Township in Ohio, US

Russell Township is one of the sixteen townships of Geauga County, Ohio, United States. As of the 2020 census the population was 5,404.

==Geography==
Located in the western part of the county, it borders the following townships and villages:
- Chester Township - north
- Munson Township - northeast corner
- Newbury Township - east
- Auburn Township - southeast corner
- Bainbridge Township - south
- Chagrin Falls, Cuyahoga County - southwest, south of Chagrin Falls Township
- Chagrin Falls Township, Cuyahoga County - southwest, north of Chagrin Falls
- Moreland Hills - west, south of Hunting Valley
- Hunting Valley - west, north of Moreland Hills
- Gates Mills - northwest corner

==Name and history==
It is the only Russell Township statewide. Another name for the area is Novelty, from the name of the post office located, in the unincorporated community of Novelty, in the township.

The first five inhabitants — Gideon Russell and his family, who came in 1818 — settled on what today is Chillicothe Road. In 1827 the township was named Russell, although it had been previously known as the West Woods by neighboring communities. In April of that year the people elected John Lowry, Clark Robinson, and Gideon Russell as their first township trustees. It was Robinson that created the first framed building and started the first store.

==Economy==
Russell is the home of ASM International, formerly known as the American Society for Metals, whose headquarters is marked by a gigantic geodesic dome, visited by Buckminster Fuller upon its completion.

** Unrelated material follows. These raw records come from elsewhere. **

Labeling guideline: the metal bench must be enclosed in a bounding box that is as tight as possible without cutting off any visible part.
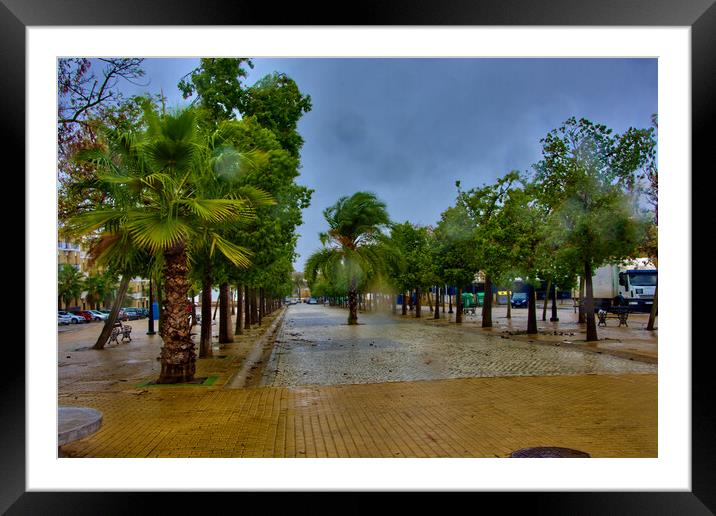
[109,322,132,344]
[597,306,629,326]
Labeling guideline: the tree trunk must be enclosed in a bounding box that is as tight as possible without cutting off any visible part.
[415,287,423,318]
[219,282,234,344]
[258,287,264,326]
[646,279,659,331]
[549,285,559,322]
[482,274,492,328]
[92,274,132,349]
[146,278,157,335]
[542,280,552,321]
[527,283,537,335]
[584,262,599,342]
[348,279,358,324]
[199,268,212,358]
[157,244,196,384]
[244,285,251,330]
[455,287,462,323]
[433,287,440,319]
[234,285,244,335]
[577,278,587,324]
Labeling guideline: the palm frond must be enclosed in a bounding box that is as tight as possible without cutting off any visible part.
[126,210,194,252]
[209,233,253,269]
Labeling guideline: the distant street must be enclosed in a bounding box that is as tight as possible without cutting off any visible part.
[261,304,657,387]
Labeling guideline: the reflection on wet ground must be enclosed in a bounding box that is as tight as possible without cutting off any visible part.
[261,304,657,386]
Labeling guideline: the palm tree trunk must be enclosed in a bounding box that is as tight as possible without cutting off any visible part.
[527,283,537,335]
[482,274,492,328]
[549,285,559,322]
[348,278,358,325]
[157,244,196,384]
[584,262,598,342]
[577,278,587,324]
[199,266,212,358]
[219,282,234,344]
[258,287,265,325]
[92,274,132,349]
[455,287,462,324]
[434,287,440,319]
[415,287,423,318]
[646,279,659,331]
[234,285,244,335]
[147,277,157,335]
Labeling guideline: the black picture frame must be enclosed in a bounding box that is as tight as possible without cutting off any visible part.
[5,0,716,515]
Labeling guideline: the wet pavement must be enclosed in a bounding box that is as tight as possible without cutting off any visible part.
[261,304,657,387]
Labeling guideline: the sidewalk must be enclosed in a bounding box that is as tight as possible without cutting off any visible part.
[58,304,658,458]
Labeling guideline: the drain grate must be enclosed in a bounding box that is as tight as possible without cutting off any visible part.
[510,446,591,459]
[135,374,219,387]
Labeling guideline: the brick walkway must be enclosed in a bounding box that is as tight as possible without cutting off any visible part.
[58,306,658,458]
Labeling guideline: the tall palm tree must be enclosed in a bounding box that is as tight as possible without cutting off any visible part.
[67,109,268,383]
[305,192,390,324]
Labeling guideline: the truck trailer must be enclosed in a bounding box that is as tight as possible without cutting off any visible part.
[592,258,657,312]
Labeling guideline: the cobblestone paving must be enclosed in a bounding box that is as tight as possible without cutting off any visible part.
[261,304,657,386]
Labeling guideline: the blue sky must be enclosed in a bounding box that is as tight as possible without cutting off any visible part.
[114,58,658,270]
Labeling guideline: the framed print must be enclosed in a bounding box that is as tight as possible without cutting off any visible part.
[5,0,716,514]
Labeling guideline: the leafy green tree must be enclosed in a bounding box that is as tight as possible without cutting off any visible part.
[57,263,85,309]
[305,192,390,325]
[434,202,478,323]
[68,109,268,383]
[390,221,437,317]
[239,73,312,157]
[535,118,649,341]
[178,57,254,123]
[458,171,519,328]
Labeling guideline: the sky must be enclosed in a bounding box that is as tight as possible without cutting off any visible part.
[114,58,658,270]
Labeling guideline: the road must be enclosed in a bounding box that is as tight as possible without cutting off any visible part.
[260,304,657,387]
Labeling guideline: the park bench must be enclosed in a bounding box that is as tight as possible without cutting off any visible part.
[597,306,629,326]
[109,322,132,344]
[57,407,102,457]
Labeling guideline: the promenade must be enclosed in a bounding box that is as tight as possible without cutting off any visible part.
[58,305,658,458]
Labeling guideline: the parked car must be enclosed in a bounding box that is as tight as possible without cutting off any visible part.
[510,292,527,308]
[122,306,145,321]
[68,310,92,322]
[57,310,89,324]
[87,310,109,321]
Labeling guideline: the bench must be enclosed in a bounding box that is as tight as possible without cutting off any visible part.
[597,306,629,326]
[109,322,132,344]
[57,407,102,457]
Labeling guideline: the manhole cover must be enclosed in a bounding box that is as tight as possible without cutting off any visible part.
[510,446,591,459]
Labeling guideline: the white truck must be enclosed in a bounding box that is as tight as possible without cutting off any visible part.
[592,258,657,312]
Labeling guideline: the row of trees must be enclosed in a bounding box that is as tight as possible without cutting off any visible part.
[305,117,657,341]
[59,58,311,383]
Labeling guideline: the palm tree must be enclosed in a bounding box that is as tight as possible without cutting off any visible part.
[305,192,390,324]
[67,108,268,383]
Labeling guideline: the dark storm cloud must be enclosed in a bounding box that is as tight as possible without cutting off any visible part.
[120,59,657,268]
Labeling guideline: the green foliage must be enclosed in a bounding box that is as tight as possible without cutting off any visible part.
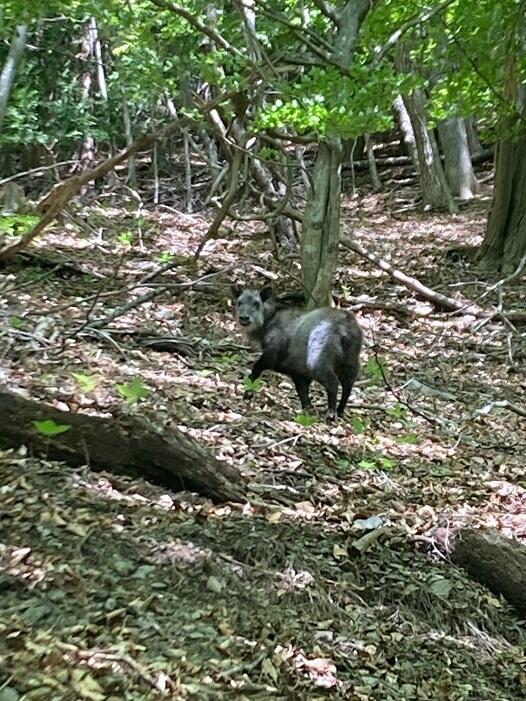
[387,404,407,422]
[358,454,396,471]
[33,419,71,438]
[0,214,39,236]
[116,377,151,404]
[9,316,24,329]
[363,356,385,384]
[256,64,414,139]
[243,377,263,392]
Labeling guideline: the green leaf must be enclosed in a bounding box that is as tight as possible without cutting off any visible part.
[294,413,319,428]
[0,214,39,236]
[378,455,396,470]
[33,419,71,438]
[358,460,376,470]
[243,377,263,392]
[386,404,407,419]
[117,377,150,404]
[117,377,150,404]
[363,356,385,380]
[71,372,97,392]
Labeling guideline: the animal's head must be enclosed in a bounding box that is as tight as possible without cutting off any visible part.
[231,285,272,334]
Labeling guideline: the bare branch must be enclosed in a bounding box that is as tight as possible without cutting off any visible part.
[374,0,456,65]
[313,0,340,27]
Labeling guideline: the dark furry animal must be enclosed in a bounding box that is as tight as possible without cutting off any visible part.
[232,285,362,420]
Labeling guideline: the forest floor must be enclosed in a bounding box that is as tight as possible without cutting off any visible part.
[0,171,526,701]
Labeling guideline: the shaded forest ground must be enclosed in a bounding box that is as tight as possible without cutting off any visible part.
[0,167,526,701]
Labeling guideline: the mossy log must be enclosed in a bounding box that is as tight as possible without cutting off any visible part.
[451,529,526,615]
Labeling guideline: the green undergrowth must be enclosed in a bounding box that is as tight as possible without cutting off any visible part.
[0,453,526,701]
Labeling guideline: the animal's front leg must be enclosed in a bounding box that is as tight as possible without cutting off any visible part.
[243,353,274,399]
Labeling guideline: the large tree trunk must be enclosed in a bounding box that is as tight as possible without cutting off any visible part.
[451,529,526,615]
[0,390,244,501]
[301,0,373,309]
[481,136,526,273]
[464,117,484,163]
[393,95,420,173]
[0,24,27,131]
[438,117,479,200]
[395,42,457,213]
[301,137,342,309]
[404,90,457,213]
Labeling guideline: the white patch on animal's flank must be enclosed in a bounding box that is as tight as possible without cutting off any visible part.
[307,321,331,370]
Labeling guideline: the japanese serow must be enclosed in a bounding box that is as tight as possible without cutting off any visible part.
[232,285,362,421]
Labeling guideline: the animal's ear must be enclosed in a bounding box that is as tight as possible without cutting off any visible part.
[230,285,242,299]
[259,285,272,302]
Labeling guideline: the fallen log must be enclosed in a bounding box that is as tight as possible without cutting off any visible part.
[451,529,526,615]
[0,389,245,501]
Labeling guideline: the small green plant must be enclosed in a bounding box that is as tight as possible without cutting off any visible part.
[351,416,371,433]
[197,368,215,377]
[294,414,319,428]
[395,433,420,445]
[243,377,263,392]
[336,458,352,474]
[117,231,133,246]
[157,251,175,263]
[71,372,97,392]
[9,316,24,329]
[363,356,385,384]
[117,377,150,404]
[386,404,407,421]
[219,353,239,365]
[33,419,71,438]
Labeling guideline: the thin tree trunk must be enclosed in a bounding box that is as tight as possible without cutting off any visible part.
[365,134,382,192]
[393,95,420,173]
[183,129,194,214]
[301,0,372,309]
[80,20,96,170]
[0,24,27,131]
[438,117,479,200]
[404,90,458,214]
[301,137,342,309]
[395,43,458,213]
[451,529,526,616]
[464,117,484,160]
[480,137,526,273]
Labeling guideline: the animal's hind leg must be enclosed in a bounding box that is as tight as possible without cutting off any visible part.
[338,365,358,417]
[292,375,314,413]
[316,370,339,421]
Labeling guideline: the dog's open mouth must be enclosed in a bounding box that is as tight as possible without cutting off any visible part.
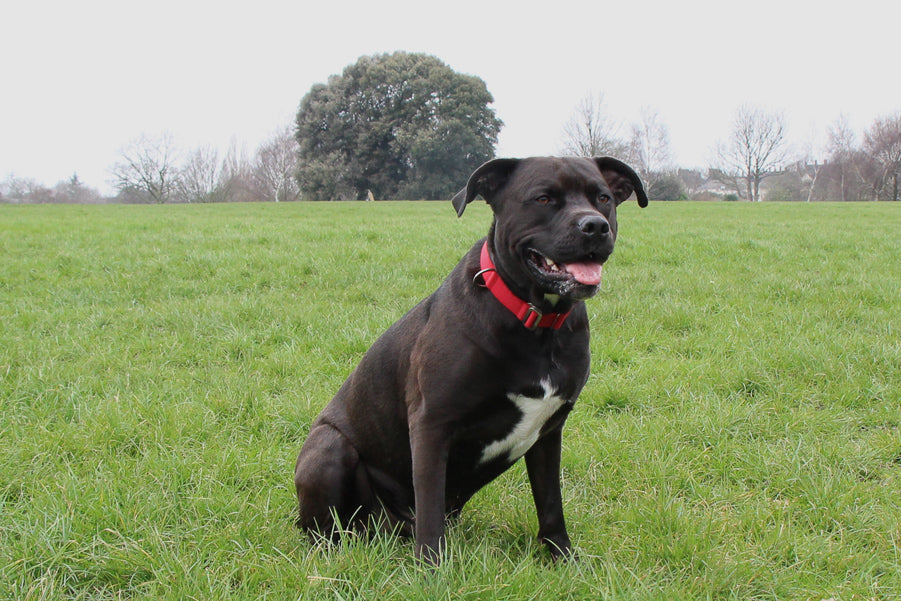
[529,249,603,286]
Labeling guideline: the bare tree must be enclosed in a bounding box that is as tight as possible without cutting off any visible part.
[176,146,228,202]
[111,134,178,203]
[563,94,628,158]
[827,114,856,201]
[863,113,901,201]
[628,106,673,173]
[711,105,786,202]
[623,106,684,200]
[253,127,300,202]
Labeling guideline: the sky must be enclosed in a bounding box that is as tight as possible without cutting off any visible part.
[0,0,901,193]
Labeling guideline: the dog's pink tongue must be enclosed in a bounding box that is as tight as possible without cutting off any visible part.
[564,263,604,286]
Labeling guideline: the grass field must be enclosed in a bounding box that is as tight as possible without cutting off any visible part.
[0,203,901,601]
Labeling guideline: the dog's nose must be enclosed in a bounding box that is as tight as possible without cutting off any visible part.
[577,215,610,238]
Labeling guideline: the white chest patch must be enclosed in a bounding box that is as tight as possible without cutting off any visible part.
[480,378,565,463]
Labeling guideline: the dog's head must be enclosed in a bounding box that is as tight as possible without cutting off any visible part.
[453,157,648,302]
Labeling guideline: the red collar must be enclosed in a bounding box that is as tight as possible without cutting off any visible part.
[473,242,572,330]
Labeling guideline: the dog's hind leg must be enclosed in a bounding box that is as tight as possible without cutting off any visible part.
[294,423,374,542]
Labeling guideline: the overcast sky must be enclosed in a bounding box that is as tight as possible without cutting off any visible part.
[0,0,901,192]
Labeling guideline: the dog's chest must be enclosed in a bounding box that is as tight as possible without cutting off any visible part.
[479,378,567,464]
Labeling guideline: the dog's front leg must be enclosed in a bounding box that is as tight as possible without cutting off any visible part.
[410,425,450,565]
[526,430,572,559]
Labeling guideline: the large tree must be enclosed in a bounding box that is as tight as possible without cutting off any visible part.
[563,94,629,159]
[711,105,786,201]
[112,134,178,203]
[863,113,901,201]
[296,52,503,200]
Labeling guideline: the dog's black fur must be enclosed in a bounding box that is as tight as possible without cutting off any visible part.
[295,157,648,562]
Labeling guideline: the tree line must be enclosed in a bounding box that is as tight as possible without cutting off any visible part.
[0,52,901,203]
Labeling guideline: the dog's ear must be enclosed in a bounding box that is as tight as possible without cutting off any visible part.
[451,159,519,217]
[594,157,648,207]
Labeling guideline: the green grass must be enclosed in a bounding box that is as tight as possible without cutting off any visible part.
[0,203,901,601]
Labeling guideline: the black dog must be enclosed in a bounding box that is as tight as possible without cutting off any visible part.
[294,157,648,563]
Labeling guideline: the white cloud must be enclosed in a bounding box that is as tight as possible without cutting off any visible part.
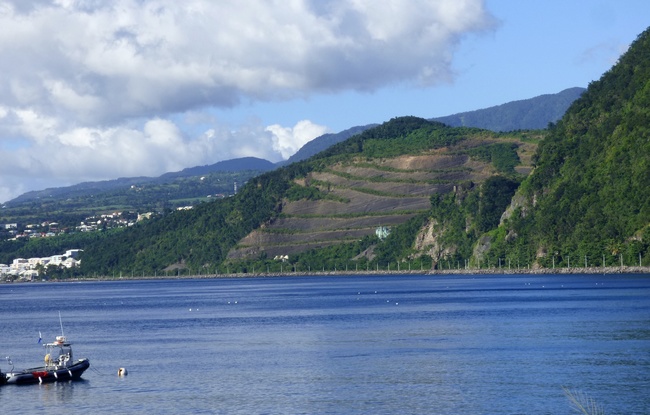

Nearly all of the non-incorporated parts of the township are served in education by the West Geauga district. (South Russell village and a small part of the rest is covered by the Chagrin Falls district.) In private education, the Butler Campus of Laurel School is on Fairmount Road (originally named "Fairmount Campus" for its location), which has a lodge, pavilion, tree house, residence, and adventure course.

==Government==
The township is governed by a three-member board of trustees, who are elected in November of odd-numbered years to a four-year term beginning on the following January 1. Two are elected in the year after the presidential election and one is elected in the year before it. There is also an elected township fiscal officer, who serves a four-year term beginning on April 1 of the year after the election, which is held in November of the year before the presidential election. Vacancies in the fiscal officership or on the board of trustees are filled by the remaining trustees.

==Transportation==
Major roads include State Route 306 and State Route 87.